Amazônia: terra de ninguém

O desenvolvimento da Amazônia dentro de parâmetros de sustentabilidade é um desafio urgente e que precisa ser encarado de forma de maneira inovadora por empresas, sociedade e governos. A economia baseada no desmatamento não garante nenhum tipo de progresso social para as comunidades que lideram o mapa de retirada da cobertura florestal. Pelo contrário, são as cidades que mais desmatam que também lideram em indicadores de violência, trabalho escravo e baixo IDH. No entanto, governos e entidades de madeireiros costumam descrever esta realidade de forma diferente, mais favorável ao desmatamento, uma vez que nos primeiros anos de extração da floresta realmente ocorre um boom de crescimento econômico. Mas, efêmero, esse desenvolvimento acaba junto com as árvores, e a atividade que vem depois é a criação de gado, que ocupa muito menos gente do que a indústria madeireira. O alerta foi feito por Adalberto Veríssimo, pesquisador do Imazon – Instituto do Homem e Meio Ambiente da Amazônia, que tem sede em Belém e é uma das organizações fundadoras do Fórum Amazônia Sustentável, do qual o Instituto Ethos também faz parte.

Beto Veríssimo, como é mais conhecido por seus parceiros que estudam e trabalham na e pela Amazônia, é reconhecido como um dos mais importantes especialistas na dinâmica econômica e social da região, além de ser autor de estudos relevantes usados como base para políticas públicas no Pará e em toda a Amazônia. Em entrevista ao jornalista Dal Marcondes durante a Conferência Internacional do Instituto Ethos 2008, em São Paulo, Beto alertou sobre a necessidade de inovar na busca de soluções para a região e destacou a questão fundiária como uma das mais urgentes.

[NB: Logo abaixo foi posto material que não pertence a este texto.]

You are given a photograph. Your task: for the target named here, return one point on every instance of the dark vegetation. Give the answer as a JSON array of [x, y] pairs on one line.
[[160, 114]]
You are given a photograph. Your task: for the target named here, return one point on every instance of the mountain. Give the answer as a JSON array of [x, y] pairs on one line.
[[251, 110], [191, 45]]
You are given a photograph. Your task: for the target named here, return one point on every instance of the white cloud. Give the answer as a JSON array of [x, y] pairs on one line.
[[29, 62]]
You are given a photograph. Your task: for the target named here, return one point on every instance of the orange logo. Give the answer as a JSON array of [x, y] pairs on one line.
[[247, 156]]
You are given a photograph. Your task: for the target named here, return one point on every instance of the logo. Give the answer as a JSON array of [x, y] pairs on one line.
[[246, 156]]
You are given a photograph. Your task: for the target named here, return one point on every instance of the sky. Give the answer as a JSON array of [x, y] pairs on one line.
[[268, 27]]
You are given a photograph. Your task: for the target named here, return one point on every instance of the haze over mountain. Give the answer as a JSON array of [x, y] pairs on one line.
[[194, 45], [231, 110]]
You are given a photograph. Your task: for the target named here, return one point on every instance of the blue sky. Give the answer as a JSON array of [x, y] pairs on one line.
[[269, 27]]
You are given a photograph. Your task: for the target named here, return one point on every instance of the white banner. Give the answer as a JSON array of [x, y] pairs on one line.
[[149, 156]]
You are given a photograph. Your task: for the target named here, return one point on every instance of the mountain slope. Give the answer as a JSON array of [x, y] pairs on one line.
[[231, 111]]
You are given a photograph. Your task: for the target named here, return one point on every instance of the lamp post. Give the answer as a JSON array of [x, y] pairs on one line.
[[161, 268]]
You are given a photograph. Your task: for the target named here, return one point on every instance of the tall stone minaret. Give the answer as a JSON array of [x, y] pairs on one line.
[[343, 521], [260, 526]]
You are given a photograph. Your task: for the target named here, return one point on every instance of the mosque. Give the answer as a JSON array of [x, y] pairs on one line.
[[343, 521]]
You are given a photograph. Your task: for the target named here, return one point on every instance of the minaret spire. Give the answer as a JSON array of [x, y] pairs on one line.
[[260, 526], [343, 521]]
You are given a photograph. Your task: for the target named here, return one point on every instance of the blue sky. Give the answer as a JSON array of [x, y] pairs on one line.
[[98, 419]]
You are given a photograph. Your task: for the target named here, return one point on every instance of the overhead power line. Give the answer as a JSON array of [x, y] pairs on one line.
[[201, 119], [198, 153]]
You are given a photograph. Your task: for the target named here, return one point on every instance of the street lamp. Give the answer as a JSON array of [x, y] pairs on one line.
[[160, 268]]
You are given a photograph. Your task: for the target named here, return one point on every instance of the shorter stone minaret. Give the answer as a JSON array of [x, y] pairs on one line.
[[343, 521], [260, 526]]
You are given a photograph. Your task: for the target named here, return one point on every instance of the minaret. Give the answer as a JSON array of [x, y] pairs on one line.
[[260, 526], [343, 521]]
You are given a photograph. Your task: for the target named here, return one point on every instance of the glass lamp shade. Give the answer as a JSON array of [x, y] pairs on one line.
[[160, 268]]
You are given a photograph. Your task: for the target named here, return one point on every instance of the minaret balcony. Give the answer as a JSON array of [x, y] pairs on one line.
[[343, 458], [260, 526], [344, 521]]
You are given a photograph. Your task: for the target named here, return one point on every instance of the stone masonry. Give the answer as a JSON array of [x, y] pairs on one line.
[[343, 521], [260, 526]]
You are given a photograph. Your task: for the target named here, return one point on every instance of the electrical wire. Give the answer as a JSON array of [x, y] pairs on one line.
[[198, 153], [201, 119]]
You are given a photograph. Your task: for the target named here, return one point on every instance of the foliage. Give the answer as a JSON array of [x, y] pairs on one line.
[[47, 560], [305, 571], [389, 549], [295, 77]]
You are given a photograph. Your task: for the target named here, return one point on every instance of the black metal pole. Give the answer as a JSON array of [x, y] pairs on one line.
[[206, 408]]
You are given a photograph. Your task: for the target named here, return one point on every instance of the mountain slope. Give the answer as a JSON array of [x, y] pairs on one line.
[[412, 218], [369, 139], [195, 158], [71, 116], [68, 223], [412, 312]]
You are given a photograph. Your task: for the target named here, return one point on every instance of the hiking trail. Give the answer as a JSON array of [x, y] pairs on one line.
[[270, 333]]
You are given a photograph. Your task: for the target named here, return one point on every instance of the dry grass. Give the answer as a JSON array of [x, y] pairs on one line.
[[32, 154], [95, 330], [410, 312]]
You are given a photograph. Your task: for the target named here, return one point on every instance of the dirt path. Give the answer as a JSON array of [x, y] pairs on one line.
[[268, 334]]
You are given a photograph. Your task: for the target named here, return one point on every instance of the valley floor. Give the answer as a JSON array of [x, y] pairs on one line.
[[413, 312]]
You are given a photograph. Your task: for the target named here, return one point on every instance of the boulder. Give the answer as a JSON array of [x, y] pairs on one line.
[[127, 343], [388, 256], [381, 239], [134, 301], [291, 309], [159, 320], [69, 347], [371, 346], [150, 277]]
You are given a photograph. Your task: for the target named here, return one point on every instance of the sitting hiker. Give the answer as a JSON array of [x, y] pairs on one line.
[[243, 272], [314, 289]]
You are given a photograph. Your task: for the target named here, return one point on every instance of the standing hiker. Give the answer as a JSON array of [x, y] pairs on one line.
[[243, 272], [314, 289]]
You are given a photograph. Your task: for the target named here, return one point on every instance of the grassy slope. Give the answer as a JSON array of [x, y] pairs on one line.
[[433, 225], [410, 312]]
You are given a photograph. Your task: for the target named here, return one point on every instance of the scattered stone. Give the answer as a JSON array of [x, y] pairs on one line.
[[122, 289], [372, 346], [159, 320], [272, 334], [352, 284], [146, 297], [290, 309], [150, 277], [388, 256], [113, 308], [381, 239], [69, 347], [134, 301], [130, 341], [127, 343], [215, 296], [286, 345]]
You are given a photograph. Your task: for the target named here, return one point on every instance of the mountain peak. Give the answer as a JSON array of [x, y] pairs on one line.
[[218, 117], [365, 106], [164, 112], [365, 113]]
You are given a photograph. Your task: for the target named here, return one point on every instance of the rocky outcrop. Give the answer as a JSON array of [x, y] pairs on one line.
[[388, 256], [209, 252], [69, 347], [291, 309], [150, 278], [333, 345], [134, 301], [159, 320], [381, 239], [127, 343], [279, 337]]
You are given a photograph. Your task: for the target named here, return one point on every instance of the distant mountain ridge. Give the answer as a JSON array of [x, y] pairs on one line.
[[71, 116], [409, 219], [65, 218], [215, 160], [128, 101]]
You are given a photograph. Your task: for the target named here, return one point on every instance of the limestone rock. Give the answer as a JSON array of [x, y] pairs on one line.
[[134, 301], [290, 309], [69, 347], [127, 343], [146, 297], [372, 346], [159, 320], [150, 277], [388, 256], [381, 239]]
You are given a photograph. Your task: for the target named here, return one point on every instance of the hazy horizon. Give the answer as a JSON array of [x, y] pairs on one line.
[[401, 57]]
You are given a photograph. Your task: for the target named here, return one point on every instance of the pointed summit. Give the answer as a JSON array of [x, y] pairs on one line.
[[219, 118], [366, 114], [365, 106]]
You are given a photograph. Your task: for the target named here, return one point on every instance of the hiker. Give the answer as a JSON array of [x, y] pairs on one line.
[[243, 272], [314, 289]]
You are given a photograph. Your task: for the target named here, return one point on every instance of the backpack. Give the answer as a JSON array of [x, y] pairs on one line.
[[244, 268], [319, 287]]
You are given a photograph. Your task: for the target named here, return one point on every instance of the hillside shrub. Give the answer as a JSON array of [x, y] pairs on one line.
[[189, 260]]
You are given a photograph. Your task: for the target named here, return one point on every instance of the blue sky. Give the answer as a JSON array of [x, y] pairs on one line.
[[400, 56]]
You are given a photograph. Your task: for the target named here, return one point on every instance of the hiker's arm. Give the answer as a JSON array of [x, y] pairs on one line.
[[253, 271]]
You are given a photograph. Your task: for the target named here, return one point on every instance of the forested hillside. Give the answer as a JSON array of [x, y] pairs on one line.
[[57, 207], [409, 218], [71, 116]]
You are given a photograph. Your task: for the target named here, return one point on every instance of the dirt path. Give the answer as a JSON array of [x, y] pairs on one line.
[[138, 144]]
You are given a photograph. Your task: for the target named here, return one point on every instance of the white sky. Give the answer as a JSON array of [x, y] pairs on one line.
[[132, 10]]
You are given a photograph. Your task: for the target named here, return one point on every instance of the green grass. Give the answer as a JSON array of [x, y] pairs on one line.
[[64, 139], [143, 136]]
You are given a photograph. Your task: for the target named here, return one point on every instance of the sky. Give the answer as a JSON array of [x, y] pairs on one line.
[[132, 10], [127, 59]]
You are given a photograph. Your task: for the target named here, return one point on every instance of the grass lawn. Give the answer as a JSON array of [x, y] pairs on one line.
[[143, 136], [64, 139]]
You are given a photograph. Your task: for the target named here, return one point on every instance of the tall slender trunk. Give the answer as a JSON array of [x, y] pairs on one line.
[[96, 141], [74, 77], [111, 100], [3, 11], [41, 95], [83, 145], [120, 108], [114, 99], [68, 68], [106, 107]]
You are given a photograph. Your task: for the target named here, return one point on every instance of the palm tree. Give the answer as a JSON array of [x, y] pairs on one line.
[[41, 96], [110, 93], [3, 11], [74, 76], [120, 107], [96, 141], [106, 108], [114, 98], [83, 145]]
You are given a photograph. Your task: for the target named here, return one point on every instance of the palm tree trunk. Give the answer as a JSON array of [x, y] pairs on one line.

Instituto Ethos: Por que a regularização da posse da terra é importante para a Amazônia?

Adalberto Veríssimo: Mais de 70% da região não tem titulação e isso torna muito difícil responsabilizar autores de crimes ambientais. O modelo cartorial existente hoje no Brasil não vai conseguir resolver este desafio, porque as escalas na Amazônia são imensas. Se utilizarmos as novas tecnologias de internet e de localização por satélite, podemos ter um avanço rápido na identificação de posse e de uso da terra. Para o governo, boa parte da Amazônia é terra de ninguém.

IE: E como isso pode ser feito?

AV: Em um primeiro momento, precisamos fazer uma regularização ambiental e, em seguida, de titulação. Para trabalhar a parte ambiental, os ocupantes de glebas de terras se autodeclaram como detentores da posse. Com isso, passamos a ter pessoas ou empresas que podem ser responsabilizadas pelas ocorrências em suas terras. Depois, é preciso fazer um mutirão para a regularização documental. Aí sim os proprietários têm de entrar em acordos sobre divisas e respeitar regulamentações de posse e de uso da terra na região. Esta questão é fundamental para o desenvolvimento, os Estados Unidos fizeram isso em 1870.

IE: Este é um desafio de tamanho chinês?


AV: Sim, e é preciso que a Amazônia esteja presente no núcleo duro do governo, como prioridade, para que os órgãos públicos se articulem para realizar esta empreitada. A falta de regularização fundiária é a origem de muitos conflitos na região. Esta regularização é condição para que o desenvolvimento local seja minimamente sustentável. Hoje a área regularizada na Amazônia é do tamanho do Estado de São Paulo, e precisa ser multiplicada por quatro.

IE: O novo ministro do Meio Ambiente, Carlos Minc, tem a visão desta urgência?

AV: Acredito que não. No entanto, a Marina deixou o governo em posição delicada. Ficou claro que o governo precisa da Amazônia sob o ponto de vista energético e de recursos naturais, mas não tem caixa nem vontade política para cuidar da Amazônia. O ministro Minc vai ter de colocar a região na pauta econômica e social. Nos próximos anos o desmatamento vai crescer, por pressão econômica, dos preços das comoditties, e o governo tem de ter um plano para enfrentar isto. E não adianta querer fazer na marra, tem de ser um plano que envolva os atores econômicos. Não existe uma solução mágica, a Amazônia não é um cenário de soluções únicas. Enquanto for mais barato desmatar do que usar áreas degradadas, a floresta vai ser arrasada.